Okum redesigns the common
extension cable

| 4 comments
 

Los Angeles based furniture designer David Okum has reimagined the extension cable to create a flexible row of wooden spheres and cubes containing multiple sockets that also prevent the cable from tangling.

Oon extension cable by Okum

Made from cubes and spheres of Connecticut hard maple and zig-zag cloth-covered cable, the Oon has been designed as an alternative to the white plastic extension cable that can be found in millions of homes.

Oon extension cable by Okum

"While organising our design studio, I couldn't help but notice the thoughtless power cord that ended in a tangled mass in plain sight. I wanted to replace it with one a bit more inspired and found nothing on the market," David Okum told Dezeen. "Being a product designer, I naturally took it upon myself to design one I would want to use."

Oon extension cable by Okum

It features three plug sockets that rotate to suit different situations and a cable that extends to six feet.
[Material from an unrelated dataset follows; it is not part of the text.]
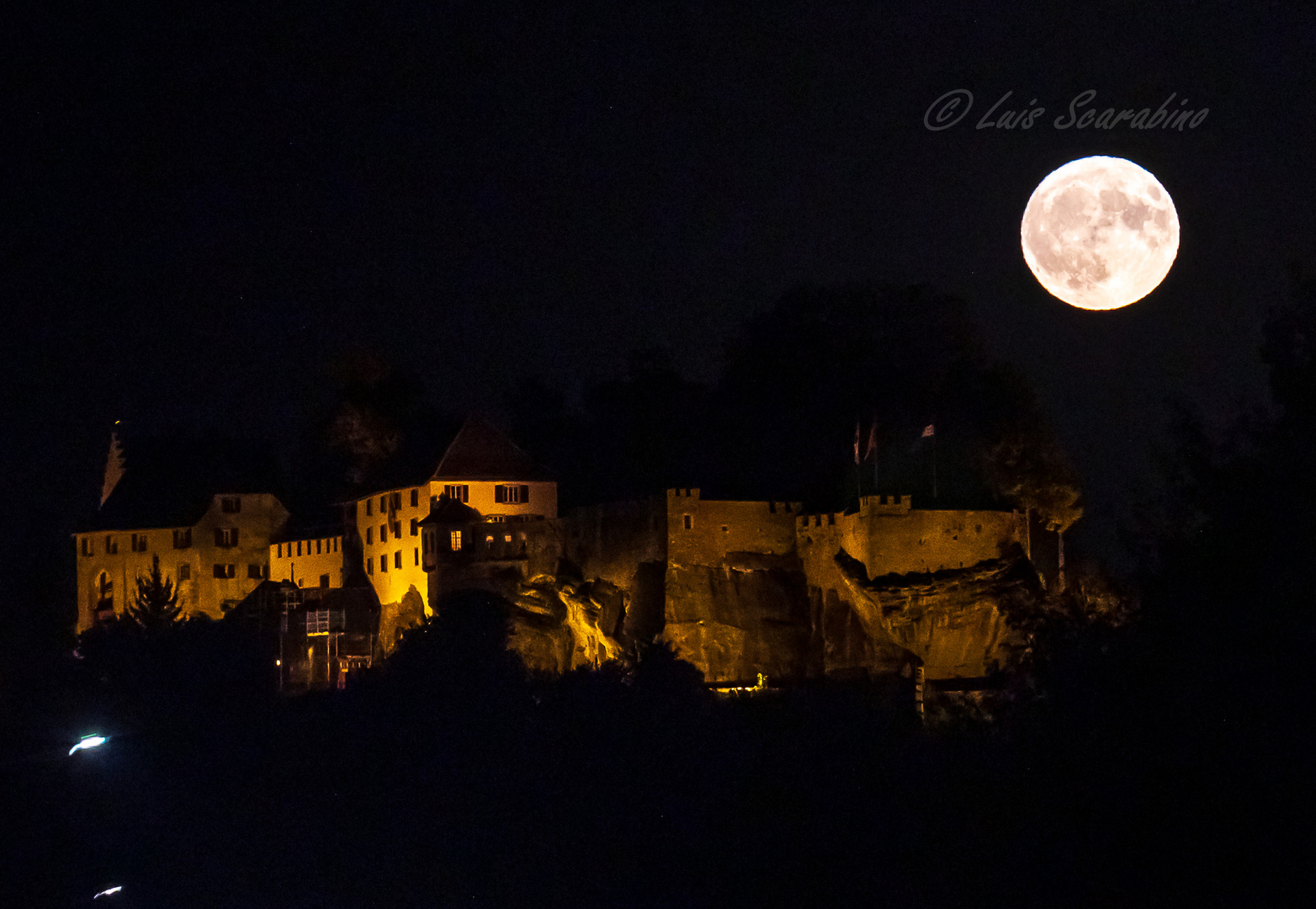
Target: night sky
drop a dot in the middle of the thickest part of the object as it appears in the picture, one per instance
(200, 210)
"The shape of the product is inspired by my love for simple geometric shapes," explained Okum. "The final form was refined through multiple iterations used in real life."



The spherical shapes were included to prevent the cable from tangling on itself, while the blocks house the sockets themselves and provide stability. Oon uses self-contained sockets made in the USA that are polarised for extra safety.

Oon extension cable by Okum

Okum chose materials that would be hardwearing but could also be used to create an object that homeowners would be happy to leave on display rather than hide away.

"The wooden cubes require an eleven step process to go from rough lumber to completed socket," he explained. "Our products continually go through refinements and tweaks even after they are said to be complete."

  • james

    It does seem problematic/dangerous that an extension cord looks so much like a toy for toddlers.

  • http://www.libertydisciple.com/ The Liberty Disciple

    This suddenly makes you wonder why power-strips have been made into completely static blocks of plastic.

  • Andreas

    Why didn’t I think of this? So simple!

  • EM-K | Rethink Design Studio

    Definitely more appealing but the concern for children’s safety is a valid point.